NLRB may chip away at right-to-work laws

The National Labor Relations Board, the federal agency that enforces federal labor laws, is contemplating a rule change that would chip away at state right-to-work laws.

The potential change would allow unions to charge nonmembers “fair share” fees to file workplace grievances with the board. The fees would effectively circumvent right-to-work laws, which prohibit workers from being forced to join a union or pay it any fees as a condition of employment.

The board’s move is an apparent reaction to a case decided last year in which a board administrative law judge ruled that a Florida union violated the state’s right-to-work law. The case involved a worker who had opted-out of union membership but sought in 2013 to file a workplace grievance with the board through the union.

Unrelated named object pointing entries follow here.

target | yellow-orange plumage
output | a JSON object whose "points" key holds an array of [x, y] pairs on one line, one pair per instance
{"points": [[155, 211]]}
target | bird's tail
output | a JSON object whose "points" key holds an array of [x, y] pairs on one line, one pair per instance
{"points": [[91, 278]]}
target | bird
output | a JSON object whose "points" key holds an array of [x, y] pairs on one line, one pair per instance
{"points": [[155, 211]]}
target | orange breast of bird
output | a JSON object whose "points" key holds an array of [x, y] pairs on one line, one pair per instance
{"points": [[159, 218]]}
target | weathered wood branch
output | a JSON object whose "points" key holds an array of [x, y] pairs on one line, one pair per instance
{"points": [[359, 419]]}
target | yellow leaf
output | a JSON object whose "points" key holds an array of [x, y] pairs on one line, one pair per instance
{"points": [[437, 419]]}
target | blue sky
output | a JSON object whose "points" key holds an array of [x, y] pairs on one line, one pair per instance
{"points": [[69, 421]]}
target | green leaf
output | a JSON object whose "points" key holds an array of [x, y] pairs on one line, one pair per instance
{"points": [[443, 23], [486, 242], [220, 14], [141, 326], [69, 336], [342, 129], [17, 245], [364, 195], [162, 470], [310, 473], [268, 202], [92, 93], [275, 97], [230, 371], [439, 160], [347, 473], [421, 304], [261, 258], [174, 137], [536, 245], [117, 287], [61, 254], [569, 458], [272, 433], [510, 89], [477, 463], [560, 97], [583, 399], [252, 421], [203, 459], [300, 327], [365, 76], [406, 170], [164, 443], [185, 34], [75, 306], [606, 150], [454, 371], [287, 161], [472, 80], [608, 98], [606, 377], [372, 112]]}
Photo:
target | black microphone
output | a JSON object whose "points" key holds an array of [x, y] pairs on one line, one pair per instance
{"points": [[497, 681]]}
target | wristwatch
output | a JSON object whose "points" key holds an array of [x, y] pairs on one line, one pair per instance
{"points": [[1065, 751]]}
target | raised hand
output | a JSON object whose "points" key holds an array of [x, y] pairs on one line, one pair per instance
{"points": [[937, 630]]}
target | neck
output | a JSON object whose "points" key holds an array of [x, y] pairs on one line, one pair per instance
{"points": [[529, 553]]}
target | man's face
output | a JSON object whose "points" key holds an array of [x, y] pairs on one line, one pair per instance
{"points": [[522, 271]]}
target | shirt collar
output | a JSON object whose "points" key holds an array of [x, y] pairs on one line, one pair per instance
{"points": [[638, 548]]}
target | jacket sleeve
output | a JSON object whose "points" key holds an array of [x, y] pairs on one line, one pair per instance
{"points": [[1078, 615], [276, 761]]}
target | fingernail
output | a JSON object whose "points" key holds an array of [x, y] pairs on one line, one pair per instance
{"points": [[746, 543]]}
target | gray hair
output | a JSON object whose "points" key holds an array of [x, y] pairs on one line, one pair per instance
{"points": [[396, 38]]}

Under the union’s contract with the employer, as with most union contracts, workers were not allowed to file grievances on their own or with outside groups. The Florida worker abandoned his effort after he learned the union would charge him the equivalent of three years’ worth of membership fees to process the grievance.

The judge threw out the union’s grievance rule, stating that it clearly violated the state’s right-to-work law. In the ruling, the judge said the applicable board rule was “well settled and unambiguous in this case.”

The board, citing the Florida case, announced Thursday was seeking legal briefs on the issue of “whether … the board should adopt a rule permitting unions to collect fees from nonmembers for grievance processing.”

The notice, a preliminary step in the board’s rulemaking process, asked lawyers to submit arguments regarding what factors it should consider when determining “whether the amount of such a fee violates [the National Labor Relations Act]?” as well as “what actions could a union lawfully take to ensure payment?” The notice also sought comments on whether unions could charge non-member workers fees to file workplace grievances even if the union wasn’t explicitly allowed to under its contract with management.

In effect, the board is asking labor lawyers to make their cases for why the judge’s ruling was wrong in the Florida case and what legal standards the board should adopt to make that clear in future cases. This, critics argue, would chip away at right-to-work laws themselves.

“The legal argument that would permit that in the face of right-to-work would also permit a union charging ‘agency fees’ to non-members,” said James Sherk, labor policy analyst for the conservative Heritage Foundation.

Sherk added that the precedents were established enough that a new rule likely would be overturned by federal courts. “I don’t think the current Supreme Court would buy it, but if the Left gets another appointment that could change,” he said.

A spokesman for the board did not respond to a request for comment.